After the last of the morning activities, Peter Waterhouse presented his second, fascinating lecture on gene silencing. He explained the function of proteins called argonauts and dicers, and how they help to fight against viruses. Waterhouse then went on to explain how the use of such proteins can cause the suppresion of an organism's own genes and how this can be important for the development of an organism.

Alaina Ammit presented her lecture after lunch, on asthma and developments that could lead to a cure, or at least decrease the severity of asthma in patients. She explained that asthma is often caused by a hypersensitivity to allergens and that this hypersensitivity leads to a remodelling of the airway to make asthma more prevailent. Ammit then went on to explain that targeting specific proteins can reduce airway remodelling and thus make asthma less severe.

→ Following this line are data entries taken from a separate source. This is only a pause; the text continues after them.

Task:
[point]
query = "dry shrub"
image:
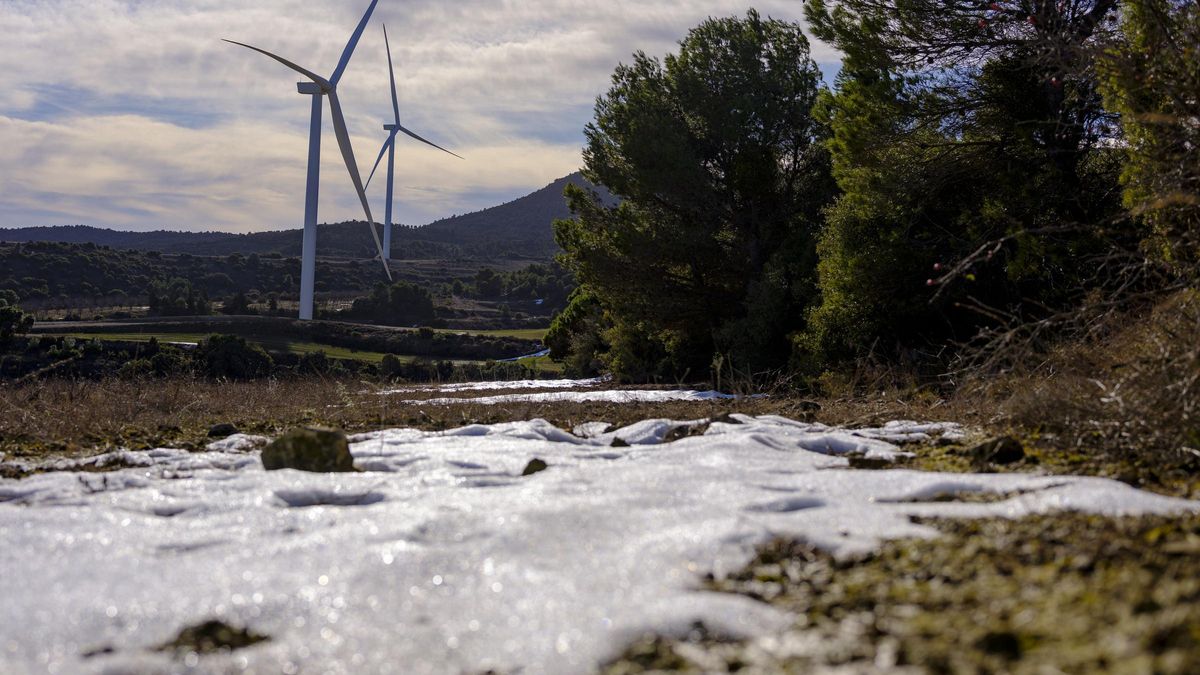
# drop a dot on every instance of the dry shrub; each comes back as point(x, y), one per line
point(1134, 393)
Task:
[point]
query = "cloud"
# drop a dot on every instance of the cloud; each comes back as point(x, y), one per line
point(131, 113)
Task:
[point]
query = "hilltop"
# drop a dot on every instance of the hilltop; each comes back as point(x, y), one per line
point(520, 228)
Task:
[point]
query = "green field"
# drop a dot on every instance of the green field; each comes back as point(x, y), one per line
point(521, 333)
point(269, 344)
point(289, 346)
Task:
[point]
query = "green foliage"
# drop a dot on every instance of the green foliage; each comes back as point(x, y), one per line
point(237, 304)
point(959, 132)
point(178, 297)
point(232, 358)
point(1151, 75)
point(12, 320)
point(721, 175)
point(400, 304)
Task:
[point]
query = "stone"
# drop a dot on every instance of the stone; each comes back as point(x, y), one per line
point(213, 637)
point(321, 451)
point(222, 430)
point(1003, 449)
point(534, 466)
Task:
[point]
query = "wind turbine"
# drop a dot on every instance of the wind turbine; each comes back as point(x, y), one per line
point(389, 147)
point(318, 88)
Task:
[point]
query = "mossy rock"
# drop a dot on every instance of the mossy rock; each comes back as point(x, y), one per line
point(213, 637)
point(310, 448)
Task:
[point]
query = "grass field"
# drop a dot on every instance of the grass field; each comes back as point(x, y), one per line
point(522, 333)
point(269, 344)
point(280, 345)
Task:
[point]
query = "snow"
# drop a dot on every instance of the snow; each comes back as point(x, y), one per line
point(502, 384)
point(597, 395)
point(439, 557)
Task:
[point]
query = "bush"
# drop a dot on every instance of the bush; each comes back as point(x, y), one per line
point(231, 357)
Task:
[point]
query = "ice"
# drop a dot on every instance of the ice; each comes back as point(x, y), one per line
point(598, 395)
point(441, 557)
point(503, 384)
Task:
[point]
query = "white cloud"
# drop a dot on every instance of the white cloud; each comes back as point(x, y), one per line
point(131, 113)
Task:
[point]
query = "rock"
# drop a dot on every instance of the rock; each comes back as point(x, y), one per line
point(870, 464)
point(534, 466)
point(321, 451)
point(1003, 644)
point(211, 635)
point(222, 430)
point(1003, 449)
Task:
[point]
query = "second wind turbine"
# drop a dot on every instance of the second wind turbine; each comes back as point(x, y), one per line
point(319, 88)
point(389, 147)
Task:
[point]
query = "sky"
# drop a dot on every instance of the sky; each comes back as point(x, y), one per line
point(133, 114)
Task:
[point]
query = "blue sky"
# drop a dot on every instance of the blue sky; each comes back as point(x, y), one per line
point(133, 114)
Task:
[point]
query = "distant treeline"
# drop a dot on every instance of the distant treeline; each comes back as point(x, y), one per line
point(519, 230)
point(220, 357)
point(51, 274)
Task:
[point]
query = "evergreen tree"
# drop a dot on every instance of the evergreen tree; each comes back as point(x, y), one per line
point(1152, 78)
point(721, 175)
point(955, 126)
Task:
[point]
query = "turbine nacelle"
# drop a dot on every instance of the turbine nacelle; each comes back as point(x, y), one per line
point(319, 89)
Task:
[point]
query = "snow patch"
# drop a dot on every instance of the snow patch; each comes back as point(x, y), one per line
point(441, 556)
point(599, 395)
point(503, 384)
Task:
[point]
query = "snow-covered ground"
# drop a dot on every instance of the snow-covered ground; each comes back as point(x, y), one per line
point(502, 384)
point(581, 390)
point(441, 557)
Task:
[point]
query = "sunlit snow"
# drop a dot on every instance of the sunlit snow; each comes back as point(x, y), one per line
point(439, 557)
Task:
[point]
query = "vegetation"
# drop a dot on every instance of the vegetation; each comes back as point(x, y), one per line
point(1065, 593)
point(1151, 73)
point(977, 223)
point(400, 304)
point(12, 320)
point(721, 174)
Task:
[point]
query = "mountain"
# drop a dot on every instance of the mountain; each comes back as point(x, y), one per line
point(525, 220)
point(520, 228)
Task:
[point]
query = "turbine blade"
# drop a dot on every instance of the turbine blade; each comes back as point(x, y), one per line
point(343, 142)
point(307, 73)
point(391, 76)
point(429, 142)
point(349, 46)
point(391, 138)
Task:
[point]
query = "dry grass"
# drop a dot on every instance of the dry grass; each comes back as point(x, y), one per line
point(1133, 395)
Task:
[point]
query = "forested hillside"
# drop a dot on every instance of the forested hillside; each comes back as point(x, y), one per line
point(521, 228)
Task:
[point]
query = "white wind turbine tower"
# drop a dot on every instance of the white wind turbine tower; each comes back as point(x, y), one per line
point(318, 88)
point(389, 147)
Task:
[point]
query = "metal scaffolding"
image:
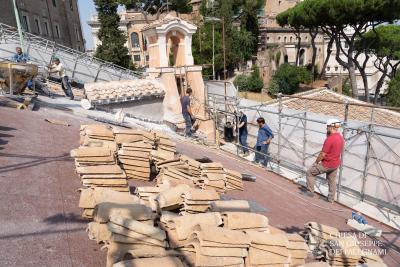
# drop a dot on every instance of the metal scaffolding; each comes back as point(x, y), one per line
point(80, 66)
point(370, 169)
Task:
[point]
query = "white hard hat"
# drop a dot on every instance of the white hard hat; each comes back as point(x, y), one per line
point(333, 122)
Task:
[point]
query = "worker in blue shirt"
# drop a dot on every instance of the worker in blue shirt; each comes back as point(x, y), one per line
point(20, 57)
point(243, 132)
point(264, 138)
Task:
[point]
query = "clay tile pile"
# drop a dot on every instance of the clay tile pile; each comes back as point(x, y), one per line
point(230, 205)
point(179, 228)
point(90, 197)
point(111, 176)
point(267, 249)
point(147, 262)
point(215, 246)
point(198, 200)
point(172, 176)
point(171, 198)
point(127, 135)
point(135, 160)
point(343, 251)
point(213, 176)
point(148, 194)
point(298, 249)
point(164, 144)
point(121, 90)
point(318, 233)
point(245, 221)
point(159, 156)
point(193, 166)
point(233, 180)
point(89, 156)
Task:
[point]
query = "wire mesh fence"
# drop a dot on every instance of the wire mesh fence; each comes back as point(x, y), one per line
point(370, 169)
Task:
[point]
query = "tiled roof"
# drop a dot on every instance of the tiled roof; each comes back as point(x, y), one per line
point(133, 89)
point(356, 113)
point(160, 22)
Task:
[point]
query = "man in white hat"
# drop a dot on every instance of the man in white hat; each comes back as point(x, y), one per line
point(328, 160)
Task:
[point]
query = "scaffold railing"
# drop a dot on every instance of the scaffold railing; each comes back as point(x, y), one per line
point(81, 67)
point(370, 161)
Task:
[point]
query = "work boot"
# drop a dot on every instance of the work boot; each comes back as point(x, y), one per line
point(330, 200)
point(307, 193)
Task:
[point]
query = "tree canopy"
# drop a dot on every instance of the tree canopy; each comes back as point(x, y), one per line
point(112, 47)
point(157, 7)
point(343, 21)
point(287, 79)
point(393, 92)
point(240, 42)
point(384, 43)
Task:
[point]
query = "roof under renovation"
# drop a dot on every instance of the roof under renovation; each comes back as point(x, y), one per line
point(41, 220)
point(382, 117)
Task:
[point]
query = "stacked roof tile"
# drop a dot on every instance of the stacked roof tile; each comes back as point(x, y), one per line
point(123, 90)
point(181, 221)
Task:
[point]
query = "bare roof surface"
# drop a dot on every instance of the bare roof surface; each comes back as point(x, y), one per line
point(357, 113)
point(40, 223)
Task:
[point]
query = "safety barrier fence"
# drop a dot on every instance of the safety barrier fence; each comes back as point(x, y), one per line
point(81, 67)
point(370, 161)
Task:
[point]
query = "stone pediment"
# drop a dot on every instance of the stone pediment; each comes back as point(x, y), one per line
point(169, 23)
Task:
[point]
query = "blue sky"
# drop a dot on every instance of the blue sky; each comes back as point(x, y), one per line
point(86, 9)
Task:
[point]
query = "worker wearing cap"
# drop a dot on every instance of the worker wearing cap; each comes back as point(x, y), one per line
point(57, 67)
point(328, 160)
point(264, 138)
point(19, 56)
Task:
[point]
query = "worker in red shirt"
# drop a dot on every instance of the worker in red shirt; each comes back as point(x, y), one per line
point(328, 160)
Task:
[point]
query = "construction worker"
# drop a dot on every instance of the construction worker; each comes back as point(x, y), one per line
point(264, 138)
point(243, 132)
point(187, 112)
point(20, 57)
point(328, 160)
point(57, 67)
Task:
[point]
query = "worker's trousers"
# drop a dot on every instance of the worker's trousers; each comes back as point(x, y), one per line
point(262, 154)
point(66, 86)
point(243, 142)
point(317, 169)
point(188, 125)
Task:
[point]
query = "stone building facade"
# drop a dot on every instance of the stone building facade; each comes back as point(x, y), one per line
point(56, 20)
point(278, 45)
point(131, 24)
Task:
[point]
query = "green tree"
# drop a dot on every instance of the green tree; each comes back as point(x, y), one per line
point(252, 83)
point(249, 19)
point(112, 47)
point(284, 19)
point(384, 43)
point(239, 42)
point(157, 7)
point(336, 17)
point(302, 17)
point(393, 92)
point(287, 79)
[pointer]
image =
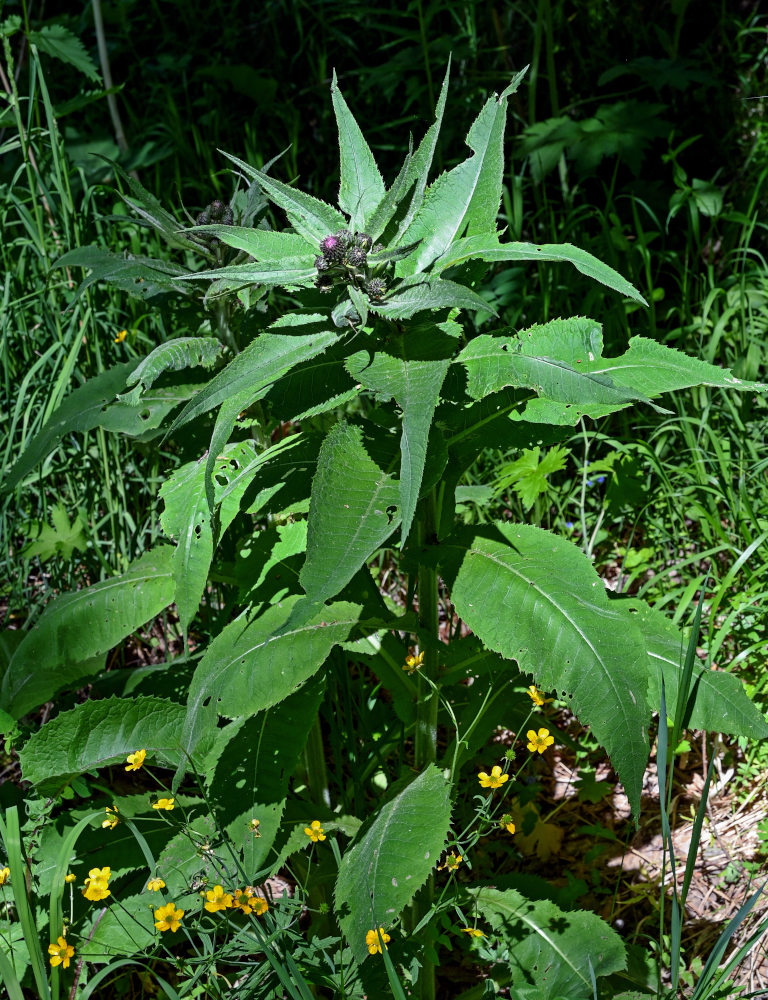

Students went on their last activities in the afternoon, before hurrying back to the college to prepare for the Galaxy Quest talent contest. The entire performance was brilliant, with too many amazing acts to mention them all. Of particular note however, were the barbershop sextet, who performed the most beatiful rendition of Pythagoras' theorem I have ever heard, and of course Kenta's truly amazing magic show. Thanks go to the three judges Trevor Danos, Adam Selinger and lecturer Charles Lineweaver.

After the truly wonderful performances the scholars went begrudgingly to bed to get ready for the last day of ISS2009.

Lectures

Lecture 14: Gene Silencing II Gene regulationby Professor Peter Waterhouse

"In my first chapter, I described how the existence of a virus protection mechanism in plants was discovered, how it operates, and how the mechanism has been exploited in biotechnology applications.

In this second chapter, I continue the story about this RNA degradation mechanism - of which has some even more unexpected twists to come."

Lecture 15: Asthma and Airway Remodellingby Associate Professor Alaina Ammit

Asthma is a widespread chronic health problem. Airway remodelling underlies asthma, but unfortunately, the pharmacotherapy currently available for combating remodelling has had limited success. We need to understand how to control airway remodelling to be able to improve treatments for asthma. With our work we will increase our knowledge of the mechanistic basis of asthma.

It is our hope that the elucidation of novel molecular strategies and drug candidates will serve as a future pharmacotherapeutic approach to treating and preventing airway remodelling.